21. Fidei donum, nouvel élan missionnaire

Le jour de Pâques 1957, Pie XII publie une encyclique qui marque une nouvelle étape dans la vie missionnaire de l’Église. « Les incomparables richesses que Dieu dépose en nos âmes avec le don de la foi sont le motif d’une inépuisable gratitude… Pour ce don divin, qu’offrir au Seigneur, outre notre propre fidélité, sinon notre zèle à répandre parmi les hommes les lumières de la vérité divine ? L’esprit missionnaire, qu’anime le feu de la charité, est en quelque sorte la première réponse de notre gratitude envers Dieu : pour la foi que nous avons reçue de vous, voici que nous vous offrons, Seigneur, la foi de nos frères ! » Le but est clairement affirmé par le pape : « soutenir la cause sacrée de l’expansion de l’Église dans le monde ». L’attention se porte particulièrement sur la situation en Afrique où la décolonisation et les luttes pour l’indépendance sont en cours.

L’abbé FX Jacques au Mali (Ségué 2005)

Les jeunes chrétientés d’Afrique ne peuvent, avec leurs ressources propres, suffire à la tâche missionnaire qui leur incombe.
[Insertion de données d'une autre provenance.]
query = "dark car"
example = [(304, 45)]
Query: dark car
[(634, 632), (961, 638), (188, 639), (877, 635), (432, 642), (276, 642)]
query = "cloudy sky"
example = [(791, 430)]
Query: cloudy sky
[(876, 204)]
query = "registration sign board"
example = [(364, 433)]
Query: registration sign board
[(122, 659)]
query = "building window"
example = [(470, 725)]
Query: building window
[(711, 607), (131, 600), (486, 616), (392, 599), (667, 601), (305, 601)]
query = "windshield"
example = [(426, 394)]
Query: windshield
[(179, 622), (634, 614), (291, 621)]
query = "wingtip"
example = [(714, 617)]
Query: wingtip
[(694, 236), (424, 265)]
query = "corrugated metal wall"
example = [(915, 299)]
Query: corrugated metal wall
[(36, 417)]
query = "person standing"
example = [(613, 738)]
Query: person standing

En effet, écrit le pape, « il ne suffit pas d’annoncer l’Évangile : dans la conjoncture sociale et politique que traverse l’Afrique, il faut très tôt former une élite chrétienne au sein d’un peuple encore néophyte. » Pour former cette élite, il faut « développer sans retard les œuvres indispensables à l’expansion et au rayonnement du catholicisme » : fonder des collèges, créer des organismes d’action sociale, développer la presse et les médias catholiques, promouvoir l’Action catholique, nourrir la foi et la culture des chrétiens. Et l’encyclique de tirer la conclusion : « C’est de toute l’Église que, sous l’impulsion de ce Siège apostolique, doit venir la réponse fraternelle à tant de besoins. »
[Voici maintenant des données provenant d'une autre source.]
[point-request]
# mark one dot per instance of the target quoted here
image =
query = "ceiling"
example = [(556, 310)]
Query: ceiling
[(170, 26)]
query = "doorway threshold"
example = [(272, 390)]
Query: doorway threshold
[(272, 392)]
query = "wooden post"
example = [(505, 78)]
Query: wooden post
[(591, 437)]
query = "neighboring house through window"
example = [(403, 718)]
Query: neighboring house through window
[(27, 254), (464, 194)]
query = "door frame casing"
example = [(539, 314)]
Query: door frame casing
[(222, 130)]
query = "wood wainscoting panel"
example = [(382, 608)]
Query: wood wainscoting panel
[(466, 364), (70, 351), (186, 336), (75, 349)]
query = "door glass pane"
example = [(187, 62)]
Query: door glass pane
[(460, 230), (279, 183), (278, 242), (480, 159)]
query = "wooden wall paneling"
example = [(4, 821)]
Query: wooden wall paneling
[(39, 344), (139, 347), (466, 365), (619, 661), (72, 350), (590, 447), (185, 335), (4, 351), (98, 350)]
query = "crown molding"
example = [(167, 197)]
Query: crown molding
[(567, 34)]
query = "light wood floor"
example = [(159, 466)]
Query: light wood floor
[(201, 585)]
Fidei Donum promeut la communion ecclésiale et de la solidarité entre Églises particulières. Elle favorise le passage de ce que l’on appelait « les missions », à l’état d’Églises particulières, sous l’autorité d’un évêque diocésain et non plus d’un vicaire ou d’un préfet apostolique représentant du pape, lequel était considéré comme évêque universel. Fidei Donum annonce l’ecclésiologie de Vatican II et crée une nouvelle catégorie de missionnaires (clercs, religieux et laïcs) désignés comme fidei donum, autorisés par leur évêque « à partir se mettre, pour une durée limitée, à la disposition des Ordinaires d’Afrique. » Ils seront des milliers, les prêtres diocésains d’Europe et d’Amérique du Nord, à répondre à l’appel du pape et à quitter leur pays pour se mettre au service des Églises d’Afrique et d’Amérique latine.

Abbé Marcel Villers

Histoire des missions : 20. Au coeur des masses

20. Au cœur des masses

L’élan missionnaire de la fin des années 1940 pousse à inventer des formes d’apostolat adaptées à un milieu indifférent ou hostile au christianisme. Le fondateur des Petits Frères de Jésus, René Voillaume (1905-2003), propose en 1951, dans « Au cœur des masses », une nouvelle approche de la mission. Ce livre a eu une influence considérable dans la mesure où il a été lu et médité par quasi tout le clergé francophone des années 50 et 60. Le message spirituel qu’il délivre, dans le sillage de Charles de Foucauld, promeut l’idée d’une mission modeste, ramenée à un témoignage discret, voire silencieux, qui accepte l’enfouissement dans l’anonymat, au cœur des masses, et recourt d’abord à la prière. Le partage de la vie des plus pauvres prend le pas aussi bien sur la mission « par le haut », c’est-à-dire la formation et la conversion des élites, que sur la mission « par le bas », à force d’œuvres et de démonstrations publiques.

Les Petits Frères ou Petites Sœurs de Jésus décident de renoncer à toute forme de présence trop voyante dès lors qu’elle est ressentie comme agressive et fait obstacle à la rencontre de l’autre. À la mission conquérante succède ainsi l’expérience de l’humilité allant jusqu’à l’acceptation de l’inutilité, « seul, en bleu de travail, perdu au milieu de vos camarades du chantier ou appliqué en mission à d’humbles tâches de service ou de charité ». Le dénuement expérimenté au cœur des masses musulmanes où vivaient Voillaume et les Petits Frères depuis 1933 en Algérie, devient un modèle pour atteindre les masses ouvrières déchristianisées.[1]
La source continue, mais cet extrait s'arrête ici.